Surprisingly, I found that this kind of photography was difficult to do while traveling. I’ve returned from my weekend trips away from the now-familiar surrounds of Paris with a few great photographs, a lot of touristy photographs, and very, very few “De Maistrian” photographs. I had trouble “thinking pictorially” when I was away because I was too busy thinking in other ways, I was trying to take it all in: there was far too much to look at, to taste, to smell. My friends and I were too focused on trying to get to the next museum, the next site, the next restaurant. On a three-day trip to a new city, this kind of mentality is necessary in order to “see” everything. Given the time restraints, I didn’t have the desire to stand in a Barcelona metro station for 30 minutes and think about photographing the horizontal planes, the fluorescent lights, and the movement.
Then again, another element that certainly played a role in inhibiting my picture taking was being with other people. De Botton comments on the advantages of solo travel when going De Maistre-style; being alone gave him “the freedom to act a little weirdly.” When alone, I can pursue whatever photographic leads I think I see, I can take as many shots as I want until I get the photo the way I like it. My friends definitely would not have been cool with waiting 20 minutes for me as I stood at every interesting street corner I saw, taking hundreds of shots until I got the right traffic pattern for my photograph. For now, I’ll stick to solo treks around Paris for my De Maistrian exercises in photography.

  • de Lutèce's blog

Mastering de Maistrian

Submitted by steve on Sat, 12/06/2008 - 15:54.
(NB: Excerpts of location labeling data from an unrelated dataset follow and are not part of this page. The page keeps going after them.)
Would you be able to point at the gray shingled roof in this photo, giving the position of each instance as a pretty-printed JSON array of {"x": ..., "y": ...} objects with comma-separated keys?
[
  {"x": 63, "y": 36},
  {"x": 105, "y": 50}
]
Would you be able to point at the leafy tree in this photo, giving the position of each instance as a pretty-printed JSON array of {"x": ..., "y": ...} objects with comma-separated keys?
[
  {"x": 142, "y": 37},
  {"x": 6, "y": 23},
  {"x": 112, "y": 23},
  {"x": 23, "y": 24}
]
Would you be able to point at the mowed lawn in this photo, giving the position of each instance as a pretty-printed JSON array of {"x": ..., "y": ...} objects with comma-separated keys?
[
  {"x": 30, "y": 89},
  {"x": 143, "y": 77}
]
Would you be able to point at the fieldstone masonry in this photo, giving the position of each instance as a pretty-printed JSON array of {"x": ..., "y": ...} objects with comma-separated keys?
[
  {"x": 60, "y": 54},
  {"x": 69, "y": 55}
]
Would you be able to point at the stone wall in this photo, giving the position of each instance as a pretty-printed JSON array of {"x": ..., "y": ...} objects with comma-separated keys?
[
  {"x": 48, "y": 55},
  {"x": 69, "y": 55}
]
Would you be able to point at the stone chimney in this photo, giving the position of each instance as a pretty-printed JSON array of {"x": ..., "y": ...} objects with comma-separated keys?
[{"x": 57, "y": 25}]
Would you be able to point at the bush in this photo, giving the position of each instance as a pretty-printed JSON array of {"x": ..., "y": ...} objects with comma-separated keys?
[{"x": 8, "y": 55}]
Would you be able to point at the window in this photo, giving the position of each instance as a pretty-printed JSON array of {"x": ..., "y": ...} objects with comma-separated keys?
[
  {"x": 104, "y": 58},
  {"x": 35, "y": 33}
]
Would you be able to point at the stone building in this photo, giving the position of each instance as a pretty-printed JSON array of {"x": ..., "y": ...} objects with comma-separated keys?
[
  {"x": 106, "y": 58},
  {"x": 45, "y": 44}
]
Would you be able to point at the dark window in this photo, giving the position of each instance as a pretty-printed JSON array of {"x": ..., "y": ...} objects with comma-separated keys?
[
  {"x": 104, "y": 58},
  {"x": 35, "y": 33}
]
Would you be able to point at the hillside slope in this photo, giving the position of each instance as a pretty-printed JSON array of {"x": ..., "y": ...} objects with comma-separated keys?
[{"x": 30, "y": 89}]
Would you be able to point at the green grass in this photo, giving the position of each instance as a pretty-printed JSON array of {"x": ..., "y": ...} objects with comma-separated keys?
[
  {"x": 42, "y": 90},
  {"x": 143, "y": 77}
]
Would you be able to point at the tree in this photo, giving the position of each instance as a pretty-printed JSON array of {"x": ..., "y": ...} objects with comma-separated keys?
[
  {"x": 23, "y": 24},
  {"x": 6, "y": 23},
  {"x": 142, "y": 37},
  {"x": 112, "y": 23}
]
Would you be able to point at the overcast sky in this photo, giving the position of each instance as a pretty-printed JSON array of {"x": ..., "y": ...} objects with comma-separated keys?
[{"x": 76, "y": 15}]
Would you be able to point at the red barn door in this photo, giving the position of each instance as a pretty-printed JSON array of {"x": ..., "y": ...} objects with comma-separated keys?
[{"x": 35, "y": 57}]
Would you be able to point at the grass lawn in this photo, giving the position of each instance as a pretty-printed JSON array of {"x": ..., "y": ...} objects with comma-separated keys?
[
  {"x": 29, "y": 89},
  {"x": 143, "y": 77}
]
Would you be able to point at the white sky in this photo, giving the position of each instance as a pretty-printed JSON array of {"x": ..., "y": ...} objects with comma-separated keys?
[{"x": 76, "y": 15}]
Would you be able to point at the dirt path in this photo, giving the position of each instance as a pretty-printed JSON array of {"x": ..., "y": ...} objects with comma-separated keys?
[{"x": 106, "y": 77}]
As you say, it was surprising to hear that as you've been traveling, it's been hard to see in this "pictorial" way.  De Botton's point seems to be that when we travel, we tend to see everything as new and exotic, and the challenge is to bring this mindset home with you so that the mundane becomes exciting, but you seem to have found something different—when you travel, there's so much to see, it's hard to slow down enough to focus on seeing things in new and interesting ways.  That is definitely worth thinking about some more.